The good bishop is doing his part to uphold the teachings and laws of the Church. He is a member of the Supreme Tribunal of the Apostolic Signatura, the highest Court in the Catholic Church. In other words, he is an expert’s expert in Canon Law and, therefore, his opinions on ecclesiastical law have particular weight. On this most crucial point, he has done his duty by giving us some much needed light.
Just recently the Canon Law journal, Periodica De Re Canonica, published an article by him entitled “The Discipline Regarding the Denial of Holy Communion to Those Obstinately Persevering in Manifest Grave Sin.” This is a must read for anyone who wants to engage in a discussion of whether it is appropriate to deny Communion “Catholic” politicians who are pro-abortion.
In the introduction to his paper, Archbishop Burke makes it clear that he is addressing the state of confusion that manifested itself during the 2004 election campaign. This confusion, he says, extended not only to the faithful, but also to the American bishops who grappled with the question and published the statement, adopted on June 18, 2004, “Catholics in Political Life.”
The Archbishop says, that contrary to what the statement indicates, Canon 915 directs that Holy Communion should be denied, not only as a result of a canonical penalty, such as excommunication, but also in the case of one who “obstinately persever[es] in manifest grave sin.” This is done “in order to respect the holiness of the Sacrament, to safeguard the salvation of the soul of the party presenting himself to receive Holy Communion, and to avoid scandal.” He goes on:
The question of the scandal involved does not seem to be addressed by the [bishop’s] Statement.
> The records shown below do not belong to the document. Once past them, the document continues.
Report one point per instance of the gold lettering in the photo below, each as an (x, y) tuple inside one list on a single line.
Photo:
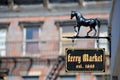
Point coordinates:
[(74, 58), (93, 58)]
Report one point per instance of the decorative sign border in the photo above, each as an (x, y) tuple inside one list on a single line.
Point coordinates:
[(85, 60)]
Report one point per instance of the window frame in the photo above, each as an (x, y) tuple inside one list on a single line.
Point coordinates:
[(23, 25)]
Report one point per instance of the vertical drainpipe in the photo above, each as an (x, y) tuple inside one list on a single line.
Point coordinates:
[(46, 3), (80, 2), (109, 31), (110, 24), (10, 4)]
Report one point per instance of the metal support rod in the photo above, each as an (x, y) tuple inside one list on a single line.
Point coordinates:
[(92, 37)]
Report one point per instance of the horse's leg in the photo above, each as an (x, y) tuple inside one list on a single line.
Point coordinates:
[(78, 30), (89, 31), (95, 31), (75, 28)]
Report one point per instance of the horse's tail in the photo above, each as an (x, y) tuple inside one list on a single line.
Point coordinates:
[(98, 23)]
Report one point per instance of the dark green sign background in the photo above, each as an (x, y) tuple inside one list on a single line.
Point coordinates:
[(85, 60)]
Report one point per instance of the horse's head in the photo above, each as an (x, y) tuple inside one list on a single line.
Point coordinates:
[(75, 13), (72, 14)]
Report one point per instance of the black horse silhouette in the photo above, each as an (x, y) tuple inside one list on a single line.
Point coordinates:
[(81, 21)]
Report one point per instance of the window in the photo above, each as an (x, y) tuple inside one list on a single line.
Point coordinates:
[(31, 37), (66, 29), (30, 78), (68, 78)]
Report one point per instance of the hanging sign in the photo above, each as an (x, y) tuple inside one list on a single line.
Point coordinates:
[(85, 60)]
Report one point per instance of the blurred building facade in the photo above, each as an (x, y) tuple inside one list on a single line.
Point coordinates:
[(32, 46), (115, 27)]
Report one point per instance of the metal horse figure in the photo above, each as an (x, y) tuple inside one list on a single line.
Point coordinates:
[(81, 21)]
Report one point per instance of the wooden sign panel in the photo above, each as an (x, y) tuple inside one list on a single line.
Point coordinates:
[(85, 60)]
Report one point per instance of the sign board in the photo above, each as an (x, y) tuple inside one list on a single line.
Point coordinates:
[(85, 60)]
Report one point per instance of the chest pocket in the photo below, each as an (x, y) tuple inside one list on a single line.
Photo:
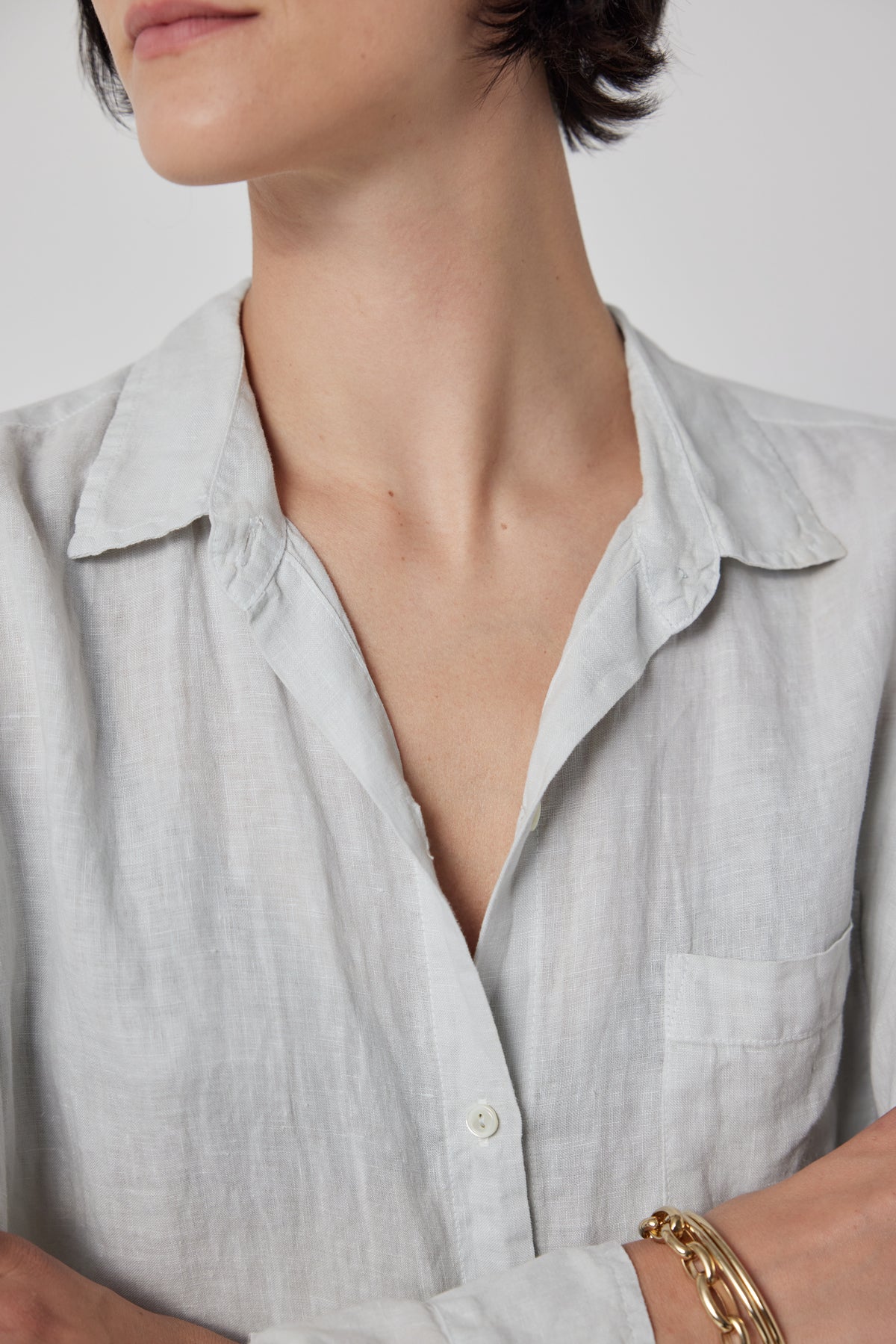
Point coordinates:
[(750, 1059)]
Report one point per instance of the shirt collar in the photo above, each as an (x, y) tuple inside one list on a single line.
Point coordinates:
[(186, 441)]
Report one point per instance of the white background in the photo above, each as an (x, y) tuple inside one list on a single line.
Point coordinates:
[(748, 227)]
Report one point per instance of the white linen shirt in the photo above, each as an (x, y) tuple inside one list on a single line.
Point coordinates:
[(242, 1038)]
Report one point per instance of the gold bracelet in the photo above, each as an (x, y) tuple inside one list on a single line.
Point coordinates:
[(709, 1261)]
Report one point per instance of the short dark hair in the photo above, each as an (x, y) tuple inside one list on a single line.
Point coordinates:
[(598, 58)]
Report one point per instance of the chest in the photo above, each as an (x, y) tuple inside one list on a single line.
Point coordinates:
[(462, 664)]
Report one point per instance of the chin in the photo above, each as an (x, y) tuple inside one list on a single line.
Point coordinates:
[(195, 152)]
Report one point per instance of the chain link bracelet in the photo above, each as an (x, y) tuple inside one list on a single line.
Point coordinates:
[(726, 1289)]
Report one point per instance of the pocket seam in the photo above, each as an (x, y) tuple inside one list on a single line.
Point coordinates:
[(676, 962)]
While concern was expressed about <<circumstances in which Catholic teaching and sacramental practice can be misused for political ends>>, there is no mention of the gravely wrong conclusion which is per se drawn from the Church’s admission of politicians, who are persistent in supporting positions and legislation which gravely violate the natural moral law, to receive Holy Communion.
The rest of the document is a thoroughgoing review of the tradition, from scripture to the fathers of the Church, and on to ancient decretals, papal and liturgical directives, both the old and new code of canon law, and more. I think he pretty much answers all the objections. Of course, that won’t stop the sentimentalists, who will feel sorry for the poor persecuted politicians. He even has the guts to reaffirm that Catholics who have joined the Masons, in any capacity, are prohibited from receiving Holy Communion.
Archbishop Burke’s paper is not bed time reading, but it is everything you need to know to educate the willing on this most serious matter.